During the California Gold Rush, the population of San Francisco increased from about 1,000 in 1848 to 25,000 full-time residents by 1850. Miners lived in tents and wood shanties. When the rush began, the equipment needed for digging up and extracting gold was in short supply. Stores sold this equipment at a steep markup and made enormous profits. California’s first millionaires were not the prospectors but the equipment suppliers, hence the advice, “During a gold rush, sell shovels.”
The stock market evaluation of the high-tech companies that developed large language models (LLMs) rose 30 percent between November 22, 2022, when ChatGPT went public, and November 22, 2023. The stock of Nvidia, which makes the GPUs used to train LLMs, had increased 400 percent. Its market capitalization increased from $273 billion to over two trillion dollars, today reaching 3.5 trillion dollars. Their high-end H100 GPU is backordered, and their new B200 GPU has 30 times more performance. To update the advice: “During the AI rush, sell GPUs.” Several high-tech companies are even building special-purpose AI chips, such as the Tensor Processing Unit (TPU) designed by Google.
Data Centers are Burning
High-tech companies have many data centers worldwide, large warehouses filled with rack after rack of servers. Most of these are traditional CPUs, but the mix of GPUs and special-purpose AI hardware is fast expanding. New purpose-built AI data centers are beginning to sprout up to meet the demand. CoreWeave has seven large AI data centers online and expects to double that by 2024. A 200,000-square-foot AI data center can cost over $1 billion (Figure 1).

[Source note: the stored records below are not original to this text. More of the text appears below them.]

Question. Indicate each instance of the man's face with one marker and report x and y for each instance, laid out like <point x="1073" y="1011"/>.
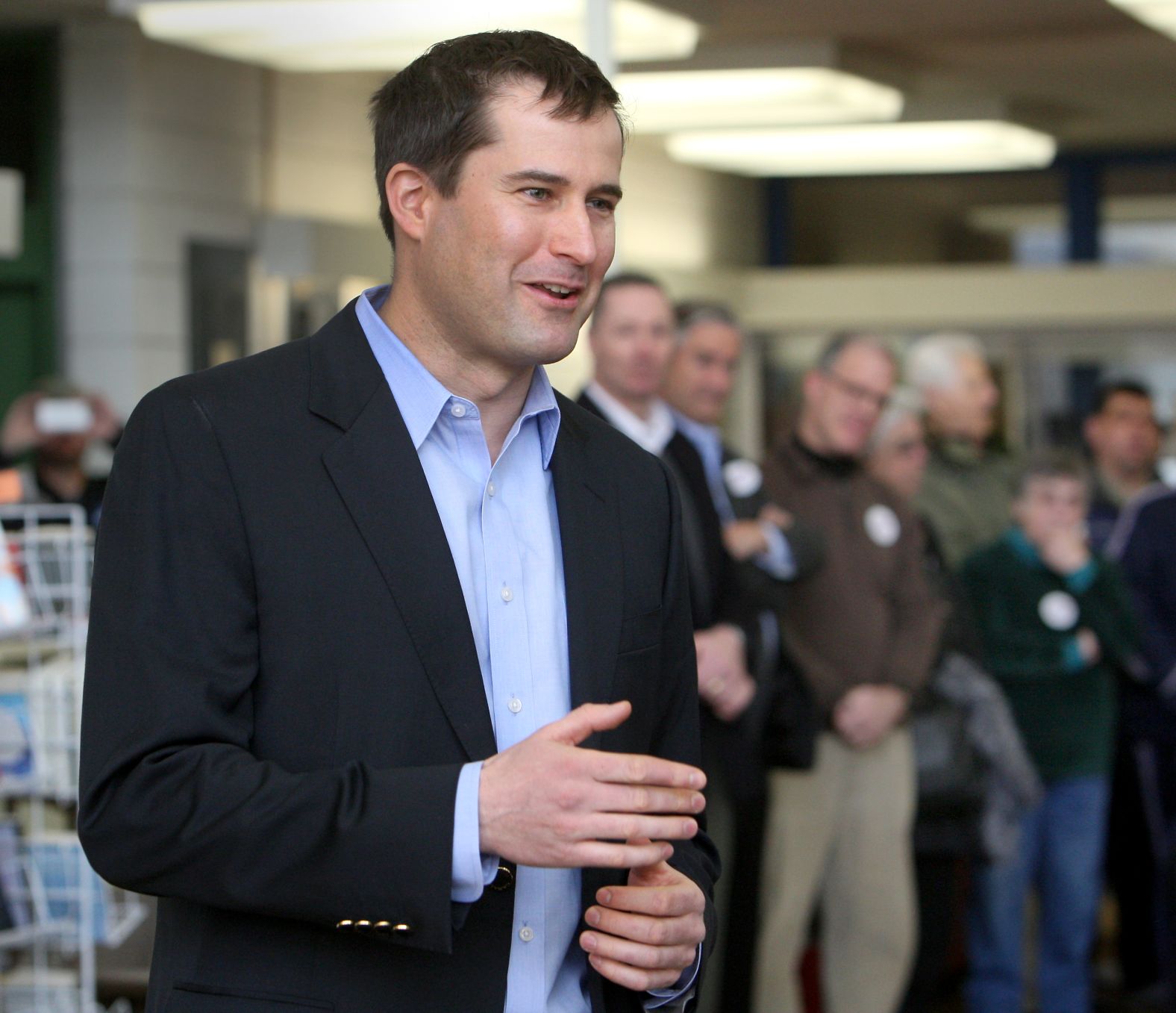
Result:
<point x="510" y="265"/>
<point x="632" y="338"/>
<point x="842" y="404"/>
<point x="968" y="408"/>
<point x="702" y="371"/>
<point x="1051" y="506"/>
<point x="900" y="459"/>
<point x="1125" y="437"/>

Estimates for AI infrastructure, including data centers, networks, and other hardware, “is expected to reach $422.55 billion by 2029, growing at a compound annual rate of 44% over the next six years.” [1] Ten years ago, a data center would draw ten megawatts, but 100 megawatts is the norm today, and the ten largest in North America now average 620 megawatts. Today, AI consumes 2 percent of all the power in global data centers and is expected to reach 10 percent later this year. [2] Microsoft plans to take a nuclear power plant on the three-mile island out of mothballs to power an even larger data center. On January 22, 2025, OpenAI, Oracle, and SoftBank announced an ambitious $500 billion project to build an advanced data center over 10 years.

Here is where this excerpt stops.